Nas últimas horas que Pressão política e militar dos EUA sobre o Irão aumentou após as ameaças do presidente Donald Trump contra o regime iraniano em meio a um impasse nas negociações entre os dois países.
Nesse contexto, o analista internacional Andrés Repetto dialoga LN+esclarecido nova estratégia pela administração dos EUA e manipular os próximos passos do regime iraniano.
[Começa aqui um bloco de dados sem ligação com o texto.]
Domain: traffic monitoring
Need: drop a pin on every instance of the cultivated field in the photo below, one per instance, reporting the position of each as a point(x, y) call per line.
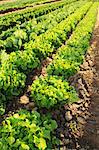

Depois da última postagem de Trump Verdade Socialonde ele escreveu: “O tempo está se esgotando para o Irã e eles devem agir rapidamente, caso contrário não terão mais nada.”Repetto argumentou.Começamos a falar sobre o tempo. “A palavra hora está começando a estar nas mensagens, algo que notamos desde o início, que foi um dos temas cruciais”.
Nas últimas horas, O Irã respondeu à administração dos EUA depois de tentar negociar. “Não sabemos o que essa resposta vai trazer, se é isso que Trump quer ouvir, se ele vai dizer que é besteira de novo, mas tudo vai acontecer. saída militar“
“O presidente vai reunir-se com a sua equipa de segurança nacional, como fez antes de partir para a China (…), tudo mostrará que está pronto para a opção militar”, enfatizou.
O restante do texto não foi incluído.